Windows supports storage-class memory devices from Windows Server 2016 onwards using a technology called DAX (Direct Access). The Linux kernel has support for NV-DIMM devices since release 4.2.
Hypervisors can support flash and NVMe products to improve performance of virtual machines. VMware vSphere Flash Read Cache improves the performance of individual virtual machines. VMware Virtual SAN has supported NVMe and NV-DIMM devices for some time, and allows them to be use for the caching part of persistent storage.
Persistent local storage
Storage-class memory and persistent memory products can also be used for local storage.
Where resiliency is managed by the application, using shared storage may not be necessary, so simply adding fast, persistent storage to the host could deliver great improvements to performance.
Storage suppliers have had all-flash platforms for some time. These are now evolving to deliver even better performance by using all-SCM and NVMe protocols end-to-end.

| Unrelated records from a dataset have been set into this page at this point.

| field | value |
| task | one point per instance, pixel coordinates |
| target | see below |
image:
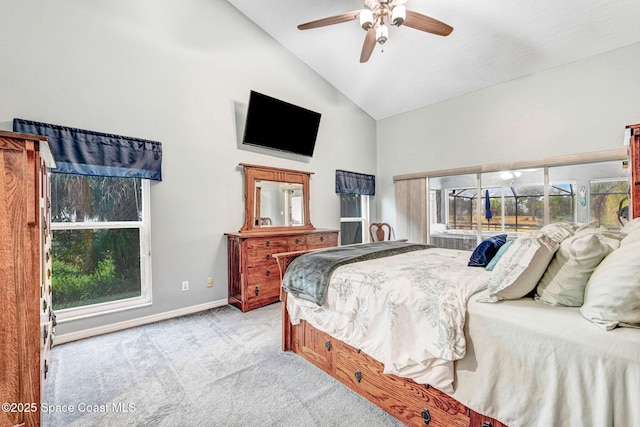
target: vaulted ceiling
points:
(493, 41)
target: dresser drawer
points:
(266, 243)
(321, 240)
(264, 256)
(365, 375)
(297, 243)
(262, 286)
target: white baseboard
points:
(113, 327)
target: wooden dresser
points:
(26, 317)
(634, 159)
(277, 219)
(254, 277)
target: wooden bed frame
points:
(413, 404)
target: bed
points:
(434, 341)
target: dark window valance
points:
(85, 152)
(355, 183)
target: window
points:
(100, 243)
(354, 218)
(464, 209)
(607, 200)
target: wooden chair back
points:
(378, 233)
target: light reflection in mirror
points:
(278, 204)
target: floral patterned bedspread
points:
(407, 311)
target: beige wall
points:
(173, 72)
(580, 107)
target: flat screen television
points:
(279, 125)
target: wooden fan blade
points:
(349, 16)
(422, 22)
(369, 44)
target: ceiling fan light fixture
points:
(382, 33)
(398, 15)
(366, 19)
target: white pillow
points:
(521, 267)
(612, 296)
(565, 280)
(633, 236)
(631, 226)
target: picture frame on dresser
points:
(277, 219)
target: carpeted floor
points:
(216, 368)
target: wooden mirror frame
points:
(253, 173)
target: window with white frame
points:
(100, 244)
(354, 218)
(464, 209)
(354, 190)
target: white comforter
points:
(407, 311)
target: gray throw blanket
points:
(308, 275)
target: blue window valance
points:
(85, 152)
(355, 183)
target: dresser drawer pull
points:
(426, 416)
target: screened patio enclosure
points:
(463, 209)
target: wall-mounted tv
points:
(279, 125)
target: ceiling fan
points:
(376, 21)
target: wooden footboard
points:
(413, 404)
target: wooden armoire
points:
(26, 316)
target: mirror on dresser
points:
(276, 198)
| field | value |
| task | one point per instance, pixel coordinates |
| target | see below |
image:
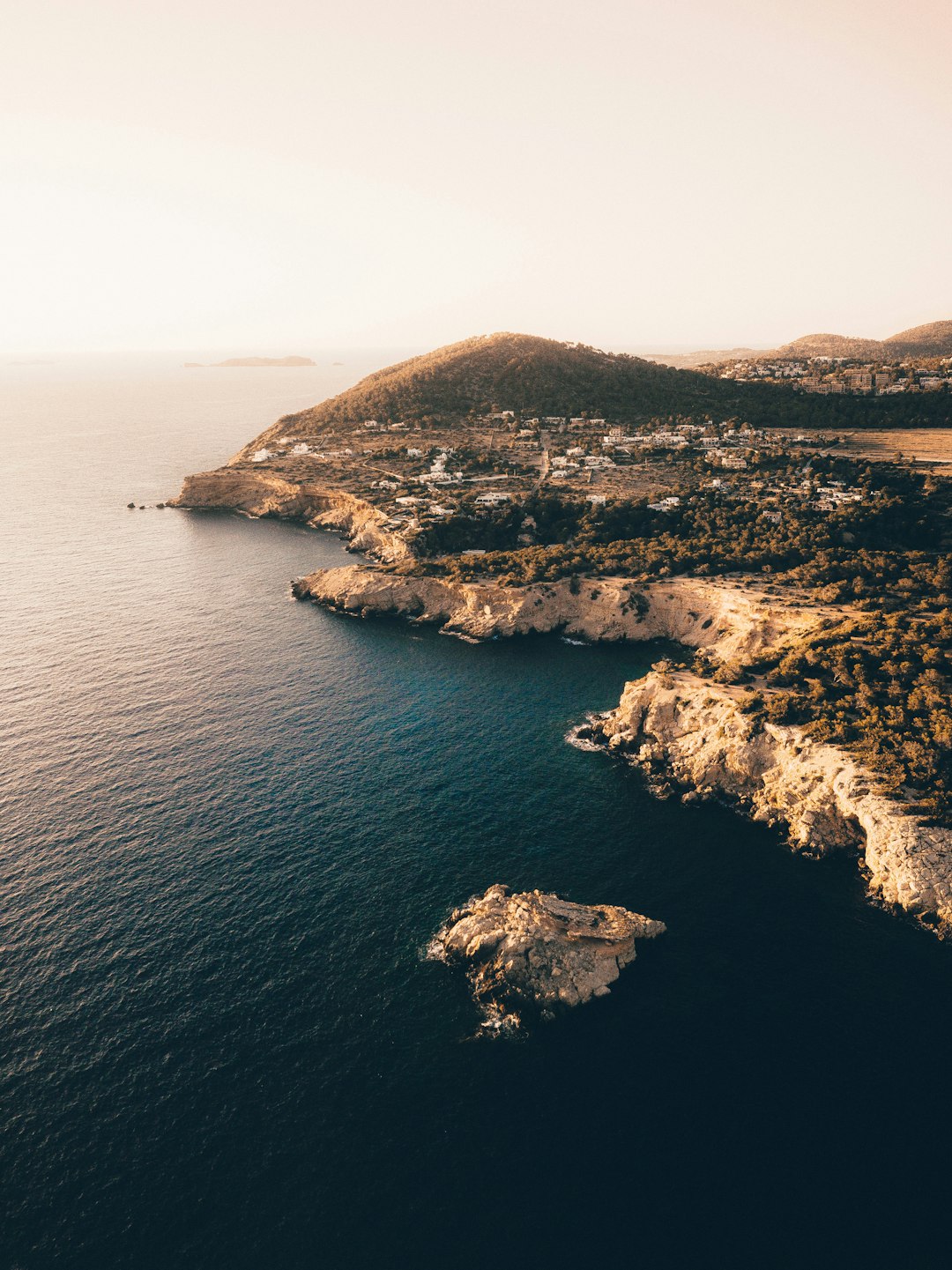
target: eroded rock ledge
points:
(236, 489)
(696, 733)
(537, 949)
(731, 620)
(687, 728)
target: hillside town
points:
(420, 477)
(843, 375)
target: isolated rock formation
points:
(537, 949)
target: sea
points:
(233, 822)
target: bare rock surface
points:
(696, 733)
(727, 619)
(539, 950)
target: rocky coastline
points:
(236, 489)
(693, 732)
(689, 729)
(678, 726)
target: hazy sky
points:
(295, 173)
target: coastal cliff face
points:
(695, 732)
(535, 947)
(687, 728)
(262, 494)
(725, 618)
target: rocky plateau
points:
(534, 949)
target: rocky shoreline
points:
(695, 733)
(236, 489)
(689, 729)
(673, 726)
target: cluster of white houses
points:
(840, 375)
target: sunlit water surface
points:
(230, 824)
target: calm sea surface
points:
(232, 822)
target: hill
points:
(538, 377)
(525, 374)
(830, 345)
(933, 339)
(704, 357)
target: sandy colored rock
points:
(696, 733)
(722, 616)
(236, 489)
(537, 949)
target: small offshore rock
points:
(539, 950)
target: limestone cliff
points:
(692, 728)
(238, 489)
(726, 618)
(695, 732)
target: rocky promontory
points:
(687, 728)
(537, 949)
(727, 618)
(696, 733)
(261, 493)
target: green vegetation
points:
(538, 377)
(882, 686)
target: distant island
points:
(770, 518)
(256, 360)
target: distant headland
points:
(256, 360)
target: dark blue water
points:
(232, 823)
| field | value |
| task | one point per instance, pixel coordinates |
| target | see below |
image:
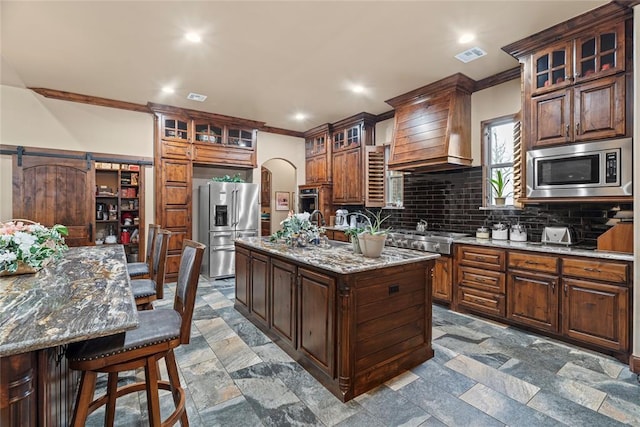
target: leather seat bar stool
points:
(145, 291)
(140, 270)
(158, 333)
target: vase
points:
(372, 245)
(22, 269)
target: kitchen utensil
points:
(500, 231)
(557, 236)
(518, 233)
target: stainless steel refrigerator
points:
(227, 210)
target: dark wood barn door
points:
(56, 191)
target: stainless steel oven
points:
(591, 169)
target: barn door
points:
(56, 191)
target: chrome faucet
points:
(321, 222)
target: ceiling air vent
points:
(196, 97)
(471, 54)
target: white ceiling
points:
(262, 60)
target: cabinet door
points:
(316, 308)
(599, 108)
(552, 67)
(283, 300)
(442, 279)
(532, 299)
(596, 313)
(242, 277)
(551, 118)
(259, 293)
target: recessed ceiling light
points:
(193, 37)
(466, 38)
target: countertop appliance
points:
(228, 210)
(427, 241)
(557, 236)
(591, 169)
(341, 218)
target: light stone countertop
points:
(549, 249)
(339, 256)
(86, 294)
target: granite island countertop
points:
(86, 294)
(545, 248)
(339, 256)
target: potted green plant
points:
(373, 238)
(499, 185)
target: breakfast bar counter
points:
(85, 294)
(352, 322)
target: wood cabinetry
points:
(480, 279)
(442, 279)
(119, 206)
(350, 137)
(432, 128)
(584, 300)
(184, 138)
(575, 79)
(318, 155)
(351, 331)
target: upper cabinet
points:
(349, 140)
(576, 82)
(317, 148)
(432, 129)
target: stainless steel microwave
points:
(591, 169)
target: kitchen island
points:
(84, 295)
(352, 322)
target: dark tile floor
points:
(483, 374)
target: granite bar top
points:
(545, 248)
(86, 294)
(338, 257)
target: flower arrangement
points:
(296, 226)
(29, 244)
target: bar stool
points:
(158, 333)
(139, 270)
(145, 291)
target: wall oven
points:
(591, 169)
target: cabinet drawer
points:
(487, 302)
(175, 150)
(534, 262)
(490, 281)
(476, 256)
(594, 269)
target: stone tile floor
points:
(483, 374)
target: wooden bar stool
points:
(159, 332)
(140, 270)
(145, 291)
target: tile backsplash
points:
(450, 200)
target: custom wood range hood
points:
(432, 129)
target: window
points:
(395, 183)
(498, 149)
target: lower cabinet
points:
(316, 314)
(442, 279)
(584, 300)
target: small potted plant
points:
(499, 185)
(373, 238)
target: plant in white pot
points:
(373, 238)
(499, 185)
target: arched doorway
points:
(283, 183)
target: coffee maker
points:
(341, 218)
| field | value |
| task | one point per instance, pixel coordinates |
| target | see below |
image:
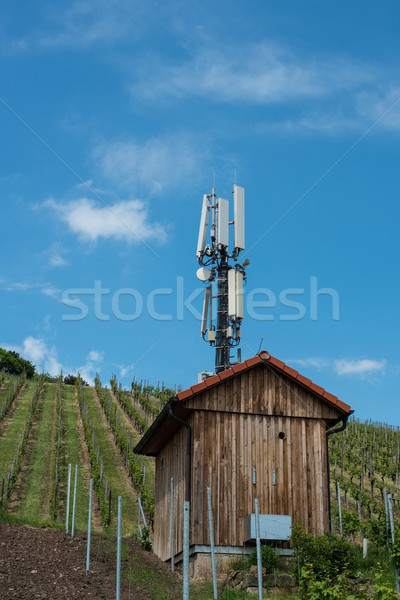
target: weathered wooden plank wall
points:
(235, 428)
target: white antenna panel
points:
(223, 222)
(205, 213)
(232, 293)
(239, 294)
(238, 208)
(207, 297)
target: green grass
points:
(13, 433)
(73, 453)
(136, 436)
(4, 392)
(38, 480)
(118, 480)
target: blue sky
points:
(114, 118)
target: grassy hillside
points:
(47, 425)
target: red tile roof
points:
(264, 358)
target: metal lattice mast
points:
(219, 266)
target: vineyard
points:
(47, 426)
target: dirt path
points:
(45, 564)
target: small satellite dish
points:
(203, 274)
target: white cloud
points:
(39, 353)
(125, 370)
(126, 220)
(359, 367)
(44, 288)
(159, 163)
(253, 73)
(91, 366)
(51, 291)
(316, 362)
(95, 356)
(85, 23)
(54, 255)
(45, 357)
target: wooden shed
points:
(257, 430)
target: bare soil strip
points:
(5, 424)
(20, 494)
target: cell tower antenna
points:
(221, 270)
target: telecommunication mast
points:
(220, 266)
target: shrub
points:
(329, 554)
(269, 558)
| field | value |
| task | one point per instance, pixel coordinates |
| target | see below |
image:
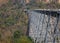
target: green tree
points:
(16, 34)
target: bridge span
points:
(44, 25)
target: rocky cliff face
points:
(42, 28)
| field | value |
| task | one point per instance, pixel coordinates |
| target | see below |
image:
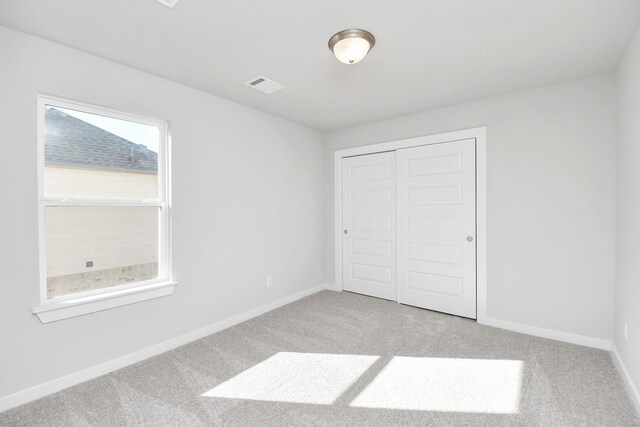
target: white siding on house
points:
(78, 182)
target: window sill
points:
(48, 313)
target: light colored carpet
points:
(346, 359)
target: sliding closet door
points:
(369, 235)
(436, 227)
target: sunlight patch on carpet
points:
(445, 385)
(296, 378)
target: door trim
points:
(480, 135)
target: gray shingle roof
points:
(70, 141)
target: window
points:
(104, 205)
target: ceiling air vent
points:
(168, 3)
(263, 84)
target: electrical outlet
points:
(625, 331)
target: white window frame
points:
(65, 306)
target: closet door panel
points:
(436, 212)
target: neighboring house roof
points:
(70, 141)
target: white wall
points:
(247, 203)
(627, 293)
(550, 204)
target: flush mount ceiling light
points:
(351, 46)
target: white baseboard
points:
(599, 343)
(333, 287)
(628, 382)
(53, 386)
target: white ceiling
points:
(428, 53)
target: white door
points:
(437, 227)
(369, 234)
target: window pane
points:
(88, 155)
(92, 248)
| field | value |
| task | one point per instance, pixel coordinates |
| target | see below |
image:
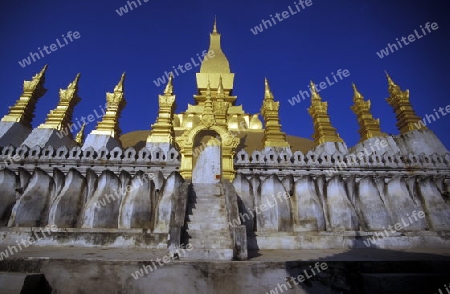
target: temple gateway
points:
(218, 179)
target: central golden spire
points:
(369, 127)
(215, 66)
(323, 130)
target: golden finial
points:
(61, 117)
(220, 90)
(323, 130)
(273, 136)
(208, 89)
(407, 120)
(369, 127)
(314, 94)
(169, 86)
(41, 74)
(162, 130)
(80, 136)
(356, 94)
(119, 87)
(390, 81)
(109, 125)
(267, 92)
(23, 111)
(215, 25)
(74, 84)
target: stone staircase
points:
(207, 225)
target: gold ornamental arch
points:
(228, 144)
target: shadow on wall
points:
(367, 271)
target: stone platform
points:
(101, 270)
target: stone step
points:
(210, 244)
(207, 226)
(210, 254)
(215, 218)
(207, 200)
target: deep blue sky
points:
(145, 42)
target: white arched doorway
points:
(207, 157)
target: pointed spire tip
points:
(215, 25)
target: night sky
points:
(312, 44)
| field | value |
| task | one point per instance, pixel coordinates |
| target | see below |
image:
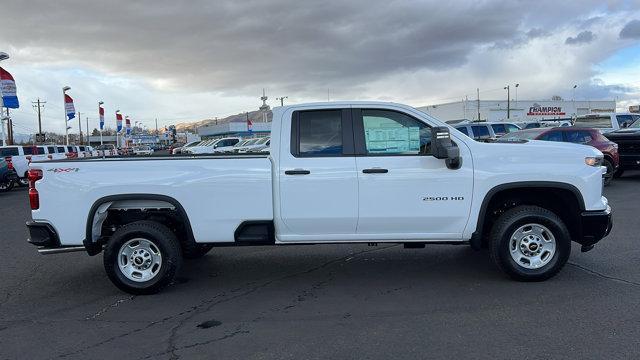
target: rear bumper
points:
(42, 234)
(594, 226)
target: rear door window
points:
(578, 137)
(319, 133)
(552, 136)
(30, 150)
(480, 132)
(499, 129)
(12, 151)
(463, 129)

Storage-class memory-enabled arrays such as HPE 3PAR can provide better internal caching using SCM, which delivers improved latency to the connected host/application.
HPE (Nimble), NetApp and Dell EMC all have NVMe enabled arrays that use NVMe devices at the back-end, reducing the bottleneck of SAS platforms.
The result will be measurable performance improvements, however these may not match the capability of the media, meaning some IOPS capability will go unused. This is due to the architecture of controller-based platforms, where all I/O passes through two or more centralised controllers.
One solution to the controller bottleneck is to disaggregate storage components.
We’ve already seen products in the market from Datrium, E8 Storage and Apeiron, while NetApp has demonstrated a disaggregated solution in its Plexistor acquisition. These products can fully exploit NVMe and SCM/PM but require a new server/storage architecture.
Part of what these solutions has done is to revise or improve storage protocols. NVMe-over-fabrics (NVMf), for example, using Fibre Channel or Ethernet, will bring the benefits of NVMe to storage networks. This will reduce some of the latency seen from using shared storage arrays.
We can expect to see all shared array suppliers move to back-end NVMe support. NVMe at the front end will come, both for IP and Fibre Channel. The use of storage-class memory as a mainstream media will probably take longer, simply due to the increased cost per GB compared to flash.
Thinking of cloud
In this article we’ve not addressed public cloud.
Getting data in/out of public cloud environments has challenges due to latency and throughput. Within the cloud itself, access to resources is obfuscated and is determined by what the cloud provider offers. This is perhaps a topic of discussion on its own, but one that needs to be considered in the move to hybrid IT.